An explosion has shaken a rally for Ethiopia’s new PM Abiy Ahmed which was being attended by thousands of people in Addis Ababa.
Mr Abiy was taken away by security personnel immediately after the blast – thought to be from a grenade – in the Ethiopian capital’s Meskel Square.
Local media reports said several people had been hurt.
Mr Abiy became prime minister after his predecessor Hailemariam Desalegn unexpectedly resigned in February.
The Addis Standard news website quoted a police officer as saying it was a “minor explosion” and “only a few were hurt”.
Mr Abiy is the country’s first leader from the ethnic Oromo group, which has been at the centre of nearly three years of anti-government protests that have left hundreds of people dead.
One of their main complaints is that they have been politically, economically and culturally marginalised for years, despite being the country’s largest group.
The Ethiopian government has been accused of human rights violations including torture and extrajudicial killing of political dissidents.
However since taking power Mr Abiy has begun reforms to relax the state’s previously tight grip on power. These have included unblocking hundreds of websites and TV channels.
On Friday an Ethiopian rebel group suspended its armed resistance against the government.
Ginbot 7, based in neighbouring Eritrea, said Mr Ahmed’s reforms had given it hope that “genuine democracy” may be “a real possibility”.
Who is Abiy Ahmed?
Mr Abiy is believed to have huge support among the Oromo youth as well as other ethnic groups.

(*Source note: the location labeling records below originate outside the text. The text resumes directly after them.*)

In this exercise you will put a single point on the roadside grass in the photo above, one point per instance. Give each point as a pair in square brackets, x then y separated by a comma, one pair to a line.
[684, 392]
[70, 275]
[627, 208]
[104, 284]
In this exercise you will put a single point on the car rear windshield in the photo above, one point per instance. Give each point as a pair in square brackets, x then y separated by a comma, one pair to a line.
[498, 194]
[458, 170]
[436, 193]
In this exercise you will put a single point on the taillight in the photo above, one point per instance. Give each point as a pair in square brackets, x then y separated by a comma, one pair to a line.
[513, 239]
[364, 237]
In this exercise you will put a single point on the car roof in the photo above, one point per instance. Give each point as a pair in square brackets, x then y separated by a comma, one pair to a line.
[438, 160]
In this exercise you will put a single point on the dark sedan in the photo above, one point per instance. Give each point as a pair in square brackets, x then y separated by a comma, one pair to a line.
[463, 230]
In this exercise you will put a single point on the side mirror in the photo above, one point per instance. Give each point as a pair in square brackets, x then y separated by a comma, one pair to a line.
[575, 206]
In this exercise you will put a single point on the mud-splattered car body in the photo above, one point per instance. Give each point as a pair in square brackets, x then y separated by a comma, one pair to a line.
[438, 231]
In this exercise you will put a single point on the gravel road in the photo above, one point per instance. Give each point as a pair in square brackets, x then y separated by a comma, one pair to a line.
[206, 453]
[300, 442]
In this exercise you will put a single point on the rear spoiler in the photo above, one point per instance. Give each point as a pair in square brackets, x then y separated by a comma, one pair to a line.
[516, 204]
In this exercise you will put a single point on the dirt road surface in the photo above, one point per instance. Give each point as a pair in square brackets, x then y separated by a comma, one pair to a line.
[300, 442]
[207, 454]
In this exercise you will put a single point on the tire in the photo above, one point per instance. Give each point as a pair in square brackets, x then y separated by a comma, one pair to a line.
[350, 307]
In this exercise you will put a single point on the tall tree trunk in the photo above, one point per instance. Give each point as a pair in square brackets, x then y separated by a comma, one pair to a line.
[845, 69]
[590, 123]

He is leader of the Oromo People’s Democratic Organisation (OPDO), one of the four ethnic parties which make up the ruling the Ethiopian People’s Revolutionary Democratic Front (EPRDF) coalition.
The 42-year-old, who was born in the city of Agaro in Oromia and comes from a mixed Christian-Muslim family, joined the OPDO in the late 1980s.
He has served in the military, founded the country’s Information Network and Security Agency, which is responsible for cyber-security in a country where the government exercises tight control over the internet, and then became the minister for science and technology.